The recent announcement from Finance Ministre Bill Morneau caught us all off-guard.  Some sweeping changes, the largest yet, have been tabled and hidden under the veil of the non-resident tax issue just like pan vs aadhaar.  To this mortgage broker, it’s all smoke and mirrors to distract from the real message that the banks are pushing on Ottawa – to make the cost of doing business more expensive, and ultimately restricting competition as many lenders will find it more challenging to operate once these changes are implemented on October 17th and November 30th.

To the public, the biggest change will be that for all CMHC insured mortgages (mortgages with less than 20% down), we will now have to qualify them at the mortgage qualifying rate (MQR), as mandated by the Bank of Canada.  Currently, that rate is 4.64%. according from

In the past, we only needed this to qualify mortgages with terms less than 5 years and for variable rate mortgages.  Now all CMHC mortgages will need to qualify at this higher rate, regardless of term or type.

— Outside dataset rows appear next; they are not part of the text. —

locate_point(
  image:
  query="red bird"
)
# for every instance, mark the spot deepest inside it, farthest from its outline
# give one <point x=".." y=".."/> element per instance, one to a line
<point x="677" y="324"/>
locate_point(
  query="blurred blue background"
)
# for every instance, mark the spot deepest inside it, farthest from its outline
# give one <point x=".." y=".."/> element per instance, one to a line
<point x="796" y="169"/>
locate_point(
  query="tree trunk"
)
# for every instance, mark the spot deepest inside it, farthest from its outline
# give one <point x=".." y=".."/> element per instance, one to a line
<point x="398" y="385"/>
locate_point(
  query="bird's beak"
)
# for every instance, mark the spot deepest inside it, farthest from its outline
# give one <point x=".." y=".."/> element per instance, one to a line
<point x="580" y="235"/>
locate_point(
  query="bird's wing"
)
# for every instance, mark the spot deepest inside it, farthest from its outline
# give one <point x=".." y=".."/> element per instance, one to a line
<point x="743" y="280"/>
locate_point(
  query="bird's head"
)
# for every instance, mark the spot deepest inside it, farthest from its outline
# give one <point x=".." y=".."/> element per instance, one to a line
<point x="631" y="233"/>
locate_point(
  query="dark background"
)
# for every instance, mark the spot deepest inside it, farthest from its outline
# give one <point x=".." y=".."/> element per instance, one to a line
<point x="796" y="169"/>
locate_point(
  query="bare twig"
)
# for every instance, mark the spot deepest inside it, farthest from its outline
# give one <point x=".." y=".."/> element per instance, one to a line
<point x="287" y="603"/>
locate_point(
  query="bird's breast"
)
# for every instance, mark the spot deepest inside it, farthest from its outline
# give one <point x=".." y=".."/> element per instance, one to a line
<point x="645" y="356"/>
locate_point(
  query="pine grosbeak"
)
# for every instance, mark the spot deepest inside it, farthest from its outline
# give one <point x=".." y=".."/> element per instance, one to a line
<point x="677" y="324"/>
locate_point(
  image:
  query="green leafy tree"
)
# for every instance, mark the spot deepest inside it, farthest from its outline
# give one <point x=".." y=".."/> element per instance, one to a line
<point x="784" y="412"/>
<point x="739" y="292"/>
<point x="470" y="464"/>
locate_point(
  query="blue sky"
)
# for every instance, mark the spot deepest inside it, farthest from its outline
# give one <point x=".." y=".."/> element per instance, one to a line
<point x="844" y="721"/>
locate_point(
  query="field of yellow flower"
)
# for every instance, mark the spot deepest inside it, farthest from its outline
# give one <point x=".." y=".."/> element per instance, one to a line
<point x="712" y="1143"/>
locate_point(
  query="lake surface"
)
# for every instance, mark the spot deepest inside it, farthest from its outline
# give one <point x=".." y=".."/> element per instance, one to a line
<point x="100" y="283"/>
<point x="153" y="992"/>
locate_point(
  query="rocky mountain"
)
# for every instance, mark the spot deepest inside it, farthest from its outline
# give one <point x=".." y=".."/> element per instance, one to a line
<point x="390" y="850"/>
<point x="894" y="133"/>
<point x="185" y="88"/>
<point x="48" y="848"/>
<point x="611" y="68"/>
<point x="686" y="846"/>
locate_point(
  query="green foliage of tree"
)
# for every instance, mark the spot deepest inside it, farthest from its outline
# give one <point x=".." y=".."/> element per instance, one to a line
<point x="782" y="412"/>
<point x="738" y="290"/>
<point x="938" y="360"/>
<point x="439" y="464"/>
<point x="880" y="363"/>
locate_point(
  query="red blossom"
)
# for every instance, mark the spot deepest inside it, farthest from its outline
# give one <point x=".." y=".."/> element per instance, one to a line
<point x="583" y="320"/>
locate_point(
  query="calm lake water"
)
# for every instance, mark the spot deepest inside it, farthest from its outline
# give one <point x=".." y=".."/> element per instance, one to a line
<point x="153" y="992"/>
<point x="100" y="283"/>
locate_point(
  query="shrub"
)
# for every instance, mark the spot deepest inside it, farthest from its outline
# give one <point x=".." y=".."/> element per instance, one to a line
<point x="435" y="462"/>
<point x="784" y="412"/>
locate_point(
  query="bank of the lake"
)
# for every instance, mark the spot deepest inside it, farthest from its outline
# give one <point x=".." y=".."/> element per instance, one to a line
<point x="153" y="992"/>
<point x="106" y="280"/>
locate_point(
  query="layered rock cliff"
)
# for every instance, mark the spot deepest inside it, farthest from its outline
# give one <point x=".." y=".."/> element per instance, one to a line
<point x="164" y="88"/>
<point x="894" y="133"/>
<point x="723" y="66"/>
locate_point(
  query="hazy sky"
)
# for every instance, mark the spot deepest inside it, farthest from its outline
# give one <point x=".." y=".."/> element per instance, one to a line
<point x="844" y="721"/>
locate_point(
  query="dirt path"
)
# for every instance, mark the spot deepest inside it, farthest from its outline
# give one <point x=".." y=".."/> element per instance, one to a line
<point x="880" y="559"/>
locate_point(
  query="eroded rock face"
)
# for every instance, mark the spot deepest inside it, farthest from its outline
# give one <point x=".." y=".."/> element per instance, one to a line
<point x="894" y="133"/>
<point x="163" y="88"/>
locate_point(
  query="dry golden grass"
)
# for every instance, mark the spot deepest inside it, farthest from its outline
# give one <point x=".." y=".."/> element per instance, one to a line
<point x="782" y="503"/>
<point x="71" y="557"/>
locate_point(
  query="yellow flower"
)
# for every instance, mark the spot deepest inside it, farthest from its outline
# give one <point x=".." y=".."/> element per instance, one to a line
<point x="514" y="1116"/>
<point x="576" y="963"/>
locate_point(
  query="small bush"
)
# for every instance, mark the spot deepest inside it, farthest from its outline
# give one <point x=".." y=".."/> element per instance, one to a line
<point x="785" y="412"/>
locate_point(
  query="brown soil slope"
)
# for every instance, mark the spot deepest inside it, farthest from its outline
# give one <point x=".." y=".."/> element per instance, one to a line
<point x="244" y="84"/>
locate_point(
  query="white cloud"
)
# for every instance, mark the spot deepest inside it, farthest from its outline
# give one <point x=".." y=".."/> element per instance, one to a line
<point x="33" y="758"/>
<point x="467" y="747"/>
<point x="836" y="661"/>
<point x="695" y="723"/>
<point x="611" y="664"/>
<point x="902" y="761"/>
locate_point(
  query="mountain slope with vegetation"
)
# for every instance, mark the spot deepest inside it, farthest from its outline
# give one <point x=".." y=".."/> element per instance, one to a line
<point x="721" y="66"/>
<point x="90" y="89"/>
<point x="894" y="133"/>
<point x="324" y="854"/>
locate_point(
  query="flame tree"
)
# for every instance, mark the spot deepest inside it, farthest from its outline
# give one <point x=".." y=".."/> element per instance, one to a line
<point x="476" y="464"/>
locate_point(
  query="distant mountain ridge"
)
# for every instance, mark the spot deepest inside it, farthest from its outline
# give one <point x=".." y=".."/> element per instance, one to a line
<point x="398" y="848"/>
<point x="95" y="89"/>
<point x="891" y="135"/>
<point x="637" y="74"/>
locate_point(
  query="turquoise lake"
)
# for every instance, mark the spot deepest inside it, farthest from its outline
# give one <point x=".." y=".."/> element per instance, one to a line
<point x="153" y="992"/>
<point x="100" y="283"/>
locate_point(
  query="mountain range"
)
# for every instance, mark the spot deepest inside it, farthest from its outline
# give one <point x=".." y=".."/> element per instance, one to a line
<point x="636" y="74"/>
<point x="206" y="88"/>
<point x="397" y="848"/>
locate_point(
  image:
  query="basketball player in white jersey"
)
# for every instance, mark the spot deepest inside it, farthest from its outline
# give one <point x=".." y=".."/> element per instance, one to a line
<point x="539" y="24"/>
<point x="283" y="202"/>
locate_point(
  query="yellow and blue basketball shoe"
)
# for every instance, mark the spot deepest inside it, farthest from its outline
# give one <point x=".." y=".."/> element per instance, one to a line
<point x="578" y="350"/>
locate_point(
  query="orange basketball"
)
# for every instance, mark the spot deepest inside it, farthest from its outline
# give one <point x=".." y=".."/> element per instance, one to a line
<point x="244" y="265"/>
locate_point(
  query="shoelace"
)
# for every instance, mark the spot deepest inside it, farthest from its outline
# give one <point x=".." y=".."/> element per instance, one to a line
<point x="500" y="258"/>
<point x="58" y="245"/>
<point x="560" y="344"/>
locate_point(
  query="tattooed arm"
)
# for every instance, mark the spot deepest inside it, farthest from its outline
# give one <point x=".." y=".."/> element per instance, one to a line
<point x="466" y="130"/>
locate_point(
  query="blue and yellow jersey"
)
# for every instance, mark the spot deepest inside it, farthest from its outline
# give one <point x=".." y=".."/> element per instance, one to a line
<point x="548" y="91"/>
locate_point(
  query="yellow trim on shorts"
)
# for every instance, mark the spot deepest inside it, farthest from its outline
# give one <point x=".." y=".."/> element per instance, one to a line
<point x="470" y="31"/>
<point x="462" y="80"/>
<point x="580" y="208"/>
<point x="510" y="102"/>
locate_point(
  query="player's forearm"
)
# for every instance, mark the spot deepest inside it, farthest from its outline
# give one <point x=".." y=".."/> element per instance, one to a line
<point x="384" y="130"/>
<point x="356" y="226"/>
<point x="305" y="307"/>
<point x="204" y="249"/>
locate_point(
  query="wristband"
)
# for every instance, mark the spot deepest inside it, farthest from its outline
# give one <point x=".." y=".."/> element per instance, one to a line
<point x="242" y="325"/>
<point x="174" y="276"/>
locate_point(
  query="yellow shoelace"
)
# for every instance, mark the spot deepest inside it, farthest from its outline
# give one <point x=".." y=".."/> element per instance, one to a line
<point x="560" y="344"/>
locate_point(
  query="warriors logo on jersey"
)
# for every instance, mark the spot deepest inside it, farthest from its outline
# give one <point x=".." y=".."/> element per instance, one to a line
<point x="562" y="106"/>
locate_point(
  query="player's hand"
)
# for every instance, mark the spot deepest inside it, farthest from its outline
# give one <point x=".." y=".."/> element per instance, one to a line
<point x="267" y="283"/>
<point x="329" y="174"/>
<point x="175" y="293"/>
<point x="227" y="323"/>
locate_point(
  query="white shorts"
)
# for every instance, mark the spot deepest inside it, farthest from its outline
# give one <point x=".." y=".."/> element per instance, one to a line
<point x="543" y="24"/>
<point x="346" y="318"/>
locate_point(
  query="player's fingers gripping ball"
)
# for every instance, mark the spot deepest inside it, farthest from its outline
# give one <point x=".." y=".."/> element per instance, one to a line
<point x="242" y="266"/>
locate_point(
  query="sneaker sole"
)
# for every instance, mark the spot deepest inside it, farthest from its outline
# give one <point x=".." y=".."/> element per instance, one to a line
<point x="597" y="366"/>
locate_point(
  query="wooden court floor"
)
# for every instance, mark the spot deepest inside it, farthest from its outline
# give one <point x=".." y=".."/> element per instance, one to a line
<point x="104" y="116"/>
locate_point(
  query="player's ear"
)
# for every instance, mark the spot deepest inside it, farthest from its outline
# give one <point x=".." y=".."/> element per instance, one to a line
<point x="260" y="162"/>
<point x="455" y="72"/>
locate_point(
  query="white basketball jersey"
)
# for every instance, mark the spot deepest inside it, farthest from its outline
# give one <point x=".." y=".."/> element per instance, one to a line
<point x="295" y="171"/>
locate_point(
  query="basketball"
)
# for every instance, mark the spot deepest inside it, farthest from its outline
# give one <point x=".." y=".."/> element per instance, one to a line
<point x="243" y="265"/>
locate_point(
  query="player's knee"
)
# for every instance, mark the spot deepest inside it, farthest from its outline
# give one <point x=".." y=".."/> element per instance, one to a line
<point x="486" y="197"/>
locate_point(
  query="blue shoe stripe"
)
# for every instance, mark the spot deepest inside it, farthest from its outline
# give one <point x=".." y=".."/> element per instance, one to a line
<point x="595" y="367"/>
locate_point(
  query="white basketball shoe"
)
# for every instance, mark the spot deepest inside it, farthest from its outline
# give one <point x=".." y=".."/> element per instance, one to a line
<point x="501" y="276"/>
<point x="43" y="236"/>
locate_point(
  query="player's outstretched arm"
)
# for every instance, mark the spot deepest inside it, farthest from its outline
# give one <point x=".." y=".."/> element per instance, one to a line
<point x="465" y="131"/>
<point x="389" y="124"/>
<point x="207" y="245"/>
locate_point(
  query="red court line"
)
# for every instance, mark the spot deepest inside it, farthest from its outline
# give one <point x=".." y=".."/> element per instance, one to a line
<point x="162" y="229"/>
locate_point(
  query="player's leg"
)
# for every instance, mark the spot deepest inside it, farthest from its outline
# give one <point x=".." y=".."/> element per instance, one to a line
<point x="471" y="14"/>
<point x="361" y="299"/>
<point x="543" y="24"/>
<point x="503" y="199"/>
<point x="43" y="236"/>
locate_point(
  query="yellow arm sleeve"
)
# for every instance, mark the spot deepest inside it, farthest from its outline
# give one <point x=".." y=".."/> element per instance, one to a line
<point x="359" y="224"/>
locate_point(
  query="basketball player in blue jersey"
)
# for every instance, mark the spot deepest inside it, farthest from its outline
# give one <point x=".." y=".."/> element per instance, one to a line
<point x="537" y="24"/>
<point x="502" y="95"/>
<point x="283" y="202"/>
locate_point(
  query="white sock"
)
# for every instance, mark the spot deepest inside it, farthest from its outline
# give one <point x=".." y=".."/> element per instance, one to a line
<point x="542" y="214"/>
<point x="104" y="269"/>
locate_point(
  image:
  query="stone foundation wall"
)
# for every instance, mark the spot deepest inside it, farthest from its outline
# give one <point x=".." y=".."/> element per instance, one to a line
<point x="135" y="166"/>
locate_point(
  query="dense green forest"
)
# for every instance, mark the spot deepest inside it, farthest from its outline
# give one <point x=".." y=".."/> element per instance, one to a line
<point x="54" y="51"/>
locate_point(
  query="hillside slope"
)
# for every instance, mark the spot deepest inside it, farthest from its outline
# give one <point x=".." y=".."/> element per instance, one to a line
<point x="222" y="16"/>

Its impact will be twofold.

First, it will reduce the amount that (first time) home buyers will qualify for. In one example I was looking at today, my client under current rules was qualifying for a $615k purchase price with 5%+ as a down payment.  Under the new rules, this will reduce to $490k – this is a huge difference in the Toronto and surrounding GTA markets!  It could knock the client out of the purchase market as we all know there is very little inventory available at the higher price point, never mind this new, sub-$500k price point.  The only option may be a condo, which may not work for this family of four.

Second, it will also help to reduce demand at all levels.  There will be fewer people competing for properties as buyers inevitably get knocked out of the market. If you’re looking to sell your house go to sell my house fast. I suspect a frenzy until October 17th, when this new qualifying criteria kicks in, and then a lull as people adjust to the new numbers.

There are many that will be impacted, and it’s very unfortunate that the government has acted so irresponsibly.  Many will be affected, and in many ways not described in this message, but for today’s home buyers, life just got a little more challenging.

If you have less than 20% down, you should follow up with your lender to review how these changes will impact you.

We would be happy to discuss your situation with you, and advise on a best strategy to move forward.